Information that was, is, and will be is the topic of this post. I think I know a thing or two about it considering all the years I spent in college extracting it from books and computers. Now, as a teacher and blogger, I’m always on the lookout for information, but only good information. There’s the line!
This post is part of Stream of Consciousness Saturday. If you’d like to learn ore about the prompt or write one yourself, please visit the link.
I spent the last two days at the Los Angeles Museum of Tolerance. It was loaded with a ton of information I hadn’t thought about much prior to my visit. Most people are familiar with the Holocaust. Hitler and his Nazis attempted to exterminate the Jewish race. Thankfully, they were not successful. At the museum you learn how they duped a nation into thinking the Jews were the problem causing the depression and all of Germany’s social issues at the time. We learned that Jews made up only 1% of the population in Germany. Hitler gave propaganda to the people which was bad information. It made people vote for him as leader and enabled him to start his plan to destroy the Jews. This photo of an exhibit inside the museum shows a recreation of the two corridors the concentration camp victims were forced to choose from. If they were “Able Bodied” they could work probably 5 more months without starving to death in work camps. If they were women and children, their corridor led directly into the gas chamber. They looked to the sign for bad information. What signs do we look at today leading us to death and hate? More importantly, who is making those signs?

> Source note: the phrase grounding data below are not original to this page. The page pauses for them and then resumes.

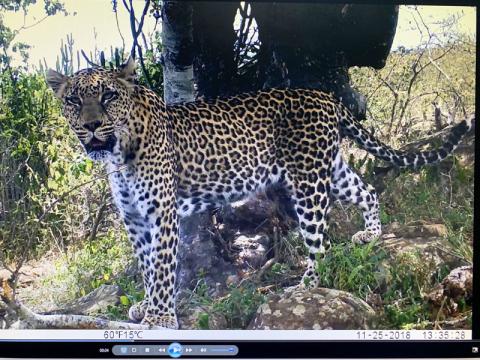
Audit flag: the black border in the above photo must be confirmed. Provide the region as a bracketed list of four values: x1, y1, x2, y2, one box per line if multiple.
[0, 0, 477, 358]
[0, 341, 479, 358]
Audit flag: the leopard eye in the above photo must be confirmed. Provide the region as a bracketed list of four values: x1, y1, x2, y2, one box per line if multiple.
[66, 95, 82, 106]
[101, 91, 118, 104]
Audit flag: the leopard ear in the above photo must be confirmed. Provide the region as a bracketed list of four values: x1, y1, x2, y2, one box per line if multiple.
[117, 56, 136, 85]
[46, 69, 69, 98]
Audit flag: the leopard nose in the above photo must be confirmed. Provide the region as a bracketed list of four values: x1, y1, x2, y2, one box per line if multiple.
[84, 120, 102, 132]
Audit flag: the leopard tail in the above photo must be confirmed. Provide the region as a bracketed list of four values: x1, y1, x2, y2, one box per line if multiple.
[339, 110, 474, 168]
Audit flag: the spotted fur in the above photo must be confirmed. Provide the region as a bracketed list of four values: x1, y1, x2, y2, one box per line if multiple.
[47, 59, 474, 329]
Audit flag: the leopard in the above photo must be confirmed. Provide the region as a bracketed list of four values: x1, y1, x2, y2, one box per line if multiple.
[46, 58, 474, 329]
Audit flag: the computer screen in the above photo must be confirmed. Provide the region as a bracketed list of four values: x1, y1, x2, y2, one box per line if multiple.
[0, 0, 477, 358]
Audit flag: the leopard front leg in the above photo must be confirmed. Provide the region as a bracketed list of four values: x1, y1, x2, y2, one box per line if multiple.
[120, 209, 154, 323]
[108, 168, 152, 322]
[139, 202, 179, 328]
[138, 176, 180, 329]
[123, 216, 151, 323]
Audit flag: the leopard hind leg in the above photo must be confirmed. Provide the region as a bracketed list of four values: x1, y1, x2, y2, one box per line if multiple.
[284, 164, 332, 290]
[331, 151, 381, 244]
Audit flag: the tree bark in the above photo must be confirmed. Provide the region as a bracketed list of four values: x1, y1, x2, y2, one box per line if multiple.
[161, 1, 195, 104]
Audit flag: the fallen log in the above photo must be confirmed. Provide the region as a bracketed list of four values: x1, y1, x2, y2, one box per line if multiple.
[9, 302, 154, 329]
[1, 280, 160, 330]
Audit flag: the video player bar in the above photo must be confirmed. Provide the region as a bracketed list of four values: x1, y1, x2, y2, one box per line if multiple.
[112, 344, 239, 357]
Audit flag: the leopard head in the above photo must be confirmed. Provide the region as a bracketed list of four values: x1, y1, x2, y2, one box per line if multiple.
[47, 58, 137, 161]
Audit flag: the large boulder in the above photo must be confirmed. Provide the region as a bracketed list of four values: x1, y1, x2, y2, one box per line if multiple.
[248, 288, 376, 330]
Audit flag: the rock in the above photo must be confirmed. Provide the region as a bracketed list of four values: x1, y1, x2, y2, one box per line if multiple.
[426, 266, 473, 316]
[248, 288, 376, 330]
[178, 306, 227, 330]
[48, 284, 123, 315]
[177, 213, 237, 296]
[384, 222, 447, 238]
[442, 266, 473, 301]
[381, 223, 464, 269]
[233, 234, 270, 269]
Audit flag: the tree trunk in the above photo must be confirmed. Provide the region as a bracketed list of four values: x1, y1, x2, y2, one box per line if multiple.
[251, 3, 398, 120]
[161, 1, 195, 104]
[191, 2, 238, 98]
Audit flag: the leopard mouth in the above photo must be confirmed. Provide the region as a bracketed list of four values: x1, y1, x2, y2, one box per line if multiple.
[84, 135, 116, 154]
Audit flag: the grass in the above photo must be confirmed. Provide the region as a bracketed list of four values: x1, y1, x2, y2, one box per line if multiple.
[43, 229, 136, 307]
[313, 237, 458, 329]
[314, 158, 474, 329]
[315, 240, 388, 298]
[183, 280, 266, 330]
[382, 251, 436, 329]
[381, 159, 474, 264]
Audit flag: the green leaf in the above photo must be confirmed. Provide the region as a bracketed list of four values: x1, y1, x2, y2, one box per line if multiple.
[47, 178, 58, 190]
[120, 295, 130, 306]
[197, 312, 210, 330]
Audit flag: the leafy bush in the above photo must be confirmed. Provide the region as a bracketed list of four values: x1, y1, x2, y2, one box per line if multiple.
[0, 70, 61, 263]
[43, 230, 133, 304]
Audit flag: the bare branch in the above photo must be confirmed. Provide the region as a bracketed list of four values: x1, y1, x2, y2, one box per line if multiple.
[113, 7, 126, 51]
[14, 14, 49, 32]
[80, 50, 99, 67]
[0, 279, 158, 329]
[137, 45, 154, 89]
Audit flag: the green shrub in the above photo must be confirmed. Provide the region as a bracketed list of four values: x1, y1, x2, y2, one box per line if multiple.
[44, 230, 133, 304]
[316, 240, 388, 298]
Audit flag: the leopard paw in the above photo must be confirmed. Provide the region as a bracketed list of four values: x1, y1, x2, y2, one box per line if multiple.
[351, 230, 380, 245]
[128, 300, 148, 323]
[284, 271, 319, 293]
[140, 313, 178, 329]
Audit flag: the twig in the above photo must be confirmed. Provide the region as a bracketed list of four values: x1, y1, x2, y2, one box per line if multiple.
[114, 7, 126, 51]
[253, 226, 281, 281]
[434, 295, 448, 329]
[88, 201, 108, 243]
[80, 50, 99, 67]
[38, 166, 126, 223]
[412, 316, 470, 330]
[14, 14, 49, 32]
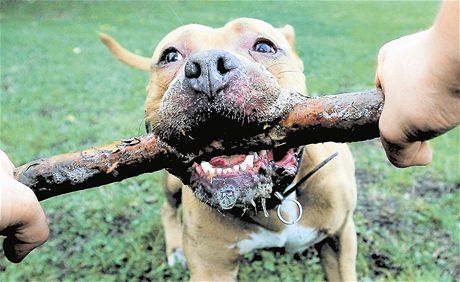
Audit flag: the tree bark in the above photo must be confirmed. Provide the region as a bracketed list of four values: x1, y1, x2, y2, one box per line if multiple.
[14, 88, 384, 200]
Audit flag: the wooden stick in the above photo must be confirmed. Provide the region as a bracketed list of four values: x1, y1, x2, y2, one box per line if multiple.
[14, 88, 384, 200]
[14, 136, 179, 200]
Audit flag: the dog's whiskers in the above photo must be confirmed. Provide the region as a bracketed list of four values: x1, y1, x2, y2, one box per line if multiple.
[154, 72, 178, 92]
[137, 118, 148, 135]
[266, 61, 291, 70]
[266, 62, 303, 80]
[274, 69, 303, 76]
[154, 81, 168, 91]
[251, 199, 257, 214]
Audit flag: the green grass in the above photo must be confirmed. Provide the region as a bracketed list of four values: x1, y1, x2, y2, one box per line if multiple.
[1, 1, 458, 281]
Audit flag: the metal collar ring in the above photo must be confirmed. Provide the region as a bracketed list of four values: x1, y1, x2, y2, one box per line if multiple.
[274, 191, 303, 225]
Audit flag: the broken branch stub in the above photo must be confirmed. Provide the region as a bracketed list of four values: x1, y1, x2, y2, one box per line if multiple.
[14, 88, 384, 200]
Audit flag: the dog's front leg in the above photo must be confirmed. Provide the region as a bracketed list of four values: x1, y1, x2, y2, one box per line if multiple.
[184, 236, 240, 282]
[182, 187, 241, 282]
[316, 216, 357, 282]
[161, 173, 186, 267]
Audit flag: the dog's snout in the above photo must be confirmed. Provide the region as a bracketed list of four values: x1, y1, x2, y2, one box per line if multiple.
[184, 50, 240, 96]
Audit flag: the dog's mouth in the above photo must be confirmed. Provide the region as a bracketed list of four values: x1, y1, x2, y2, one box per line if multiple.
[189, 147, 300, 212]
[151, 48, 306, 213]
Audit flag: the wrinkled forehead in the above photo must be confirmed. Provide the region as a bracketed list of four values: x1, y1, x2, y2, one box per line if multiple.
[152, 18, 291, 60]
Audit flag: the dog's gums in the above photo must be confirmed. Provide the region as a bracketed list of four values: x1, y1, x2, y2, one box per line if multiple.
[189, 148, 300, 212]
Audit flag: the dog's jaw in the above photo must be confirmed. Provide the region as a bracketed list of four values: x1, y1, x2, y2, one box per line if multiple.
[190, 148, 300, 211]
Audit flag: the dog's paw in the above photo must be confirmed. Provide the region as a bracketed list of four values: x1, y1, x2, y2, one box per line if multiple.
[167, 248, 187, 268]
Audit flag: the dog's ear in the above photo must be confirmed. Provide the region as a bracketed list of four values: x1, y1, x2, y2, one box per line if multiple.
[98, 33, 151, 72]
[279, 24, 296, 49]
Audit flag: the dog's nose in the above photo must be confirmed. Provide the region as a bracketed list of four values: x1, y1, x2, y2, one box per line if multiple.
[184, 50, 239, 96]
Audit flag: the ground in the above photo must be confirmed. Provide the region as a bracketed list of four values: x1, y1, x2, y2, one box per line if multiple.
[0, 1, 458, 281]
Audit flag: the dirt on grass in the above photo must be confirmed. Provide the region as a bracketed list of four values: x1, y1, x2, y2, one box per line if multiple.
[355, 168, 459, 281]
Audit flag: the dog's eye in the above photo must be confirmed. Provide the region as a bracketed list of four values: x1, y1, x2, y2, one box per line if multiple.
[160, 48, 183, 64]
[253, 40, 277, 54]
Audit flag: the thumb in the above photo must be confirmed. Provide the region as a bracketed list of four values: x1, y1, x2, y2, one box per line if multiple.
[381, 138, 432, 168]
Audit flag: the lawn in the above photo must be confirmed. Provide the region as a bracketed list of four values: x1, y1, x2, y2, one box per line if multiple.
[1, 1, 458, 281]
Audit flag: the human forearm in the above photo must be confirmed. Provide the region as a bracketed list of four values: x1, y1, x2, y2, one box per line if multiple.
[430, 1, 460, 95]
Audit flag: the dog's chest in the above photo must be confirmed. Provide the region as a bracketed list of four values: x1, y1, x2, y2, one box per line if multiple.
[233, 195, 327, 254]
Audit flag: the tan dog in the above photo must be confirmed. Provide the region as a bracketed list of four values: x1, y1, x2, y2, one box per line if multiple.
[100, 18, 357, 281]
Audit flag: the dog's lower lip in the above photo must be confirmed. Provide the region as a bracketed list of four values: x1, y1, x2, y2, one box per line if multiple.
[189, 147, 299, 211]
[191, 148, 296, 187]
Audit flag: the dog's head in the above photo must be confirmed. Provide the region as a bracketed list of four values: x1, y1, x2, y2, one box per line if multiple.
[101, 18, 306, 213]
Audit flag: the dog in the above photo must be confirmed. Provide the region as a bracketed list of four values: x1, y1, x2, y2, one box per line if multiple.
[100, 18, 357, 281]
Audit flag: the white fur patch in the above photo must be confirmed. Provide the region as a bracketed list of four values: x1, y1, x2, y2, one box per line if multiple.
[234, 194, 326, 254]
[167, 248, 187, 268]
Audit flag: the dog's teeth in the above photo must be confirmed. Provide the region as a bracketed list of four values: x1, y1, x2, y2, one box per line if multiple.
[208, 167, 215, 175]
[253, 152, 258, 160]
[201, 162, 211, 174]
[261, 198, 269, 218]
[240, 162, 247, 170]
[233, 165, 240, 172]
[224, 168, 232, 174]
[245, 155, 254, 167]
[251, 199, 257, 214]
[216, 168, 223, 175]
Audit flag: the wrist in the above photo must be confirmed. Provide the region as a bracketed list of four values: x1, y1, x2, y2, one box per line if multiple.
[429, 1, 460, 79]
[423, 27, 460, 96]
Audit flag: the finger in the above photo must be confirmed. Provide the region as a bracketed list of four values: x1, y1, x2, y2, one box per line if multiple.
[374, 68, 382, 90]
[3, 220, 49, 263]
[374, 44, 388, 89]
[2, 207, 49, 263]
[3, 232, 47, 263]
[1, 179, 49, 263]
[381, 138, 432, 168]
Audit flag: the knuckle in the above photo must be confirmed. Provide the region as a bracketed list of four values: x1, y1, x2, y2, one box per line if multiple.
[374, 73, 382, 88]
[19, 189, 46, 225]
[37, 225, 50, 244]
[379, 122, 400, 145]
[378, 107, 410, 146]
[35, 210, 50, 244]
[389, 156, 410, 168]
[377, 44, 388, 63]
[21, 192, 41, 213]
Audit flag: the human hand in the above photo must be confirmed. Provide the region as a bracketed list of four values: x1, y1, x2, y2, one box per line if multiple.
[0, 150, 49, 263]
[375, 18, 460, 167]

This kind of thing is still happening today. There are white supremacist websites and hate groups. There is even music that has hate-filled lyrics about restoring a perfect race. Along with the good information of the internet, there are tons of sites disseminating bad stuff tat can potentially cause killing and torture through brainwashing. That’s why it’s important to sort through bad information and cast it aside. There are things people can do to hinder hate in our times. If you’ve ever seen candlelight vigils after a hate crime, this is one way. It is like a public shaming against the killer. When Matthew Sheppard was killed for being gay, people came out in droves to a candlelight vigil and it was on all the news stations. It was one way of telling the killers “we don’t agree with you, your information is wrong.” In many ways, all of us are prejudiced but if we stop to recognize that, we may be able to get rid of some of it.
There are many ways to tell if information is bad or good. Sometimes just looking up the source can reveal a lot about it. That’s a positive aspect of the internet. If you publish a blog, be sure and speak out against the information you know to be false. Some people may ask why this applies to me. I will tell you it doesn’t apply to me directly but indirectly I see it does affect me. When someone in the world is killed in a hate crime, they lose their liberty. If one person’s liberty is snuffed out then my can be as well. So, for that reason, I am speaking about liberty for myself just as much as for them. We should do it because it’s the right thing to do of course but also for this reason. We all need to be holding the equivalent of a “candelight vigil” more often when we hear of these atrocities of hate. Always be wary of bad information. It can kill. Good information on the other hand can heal.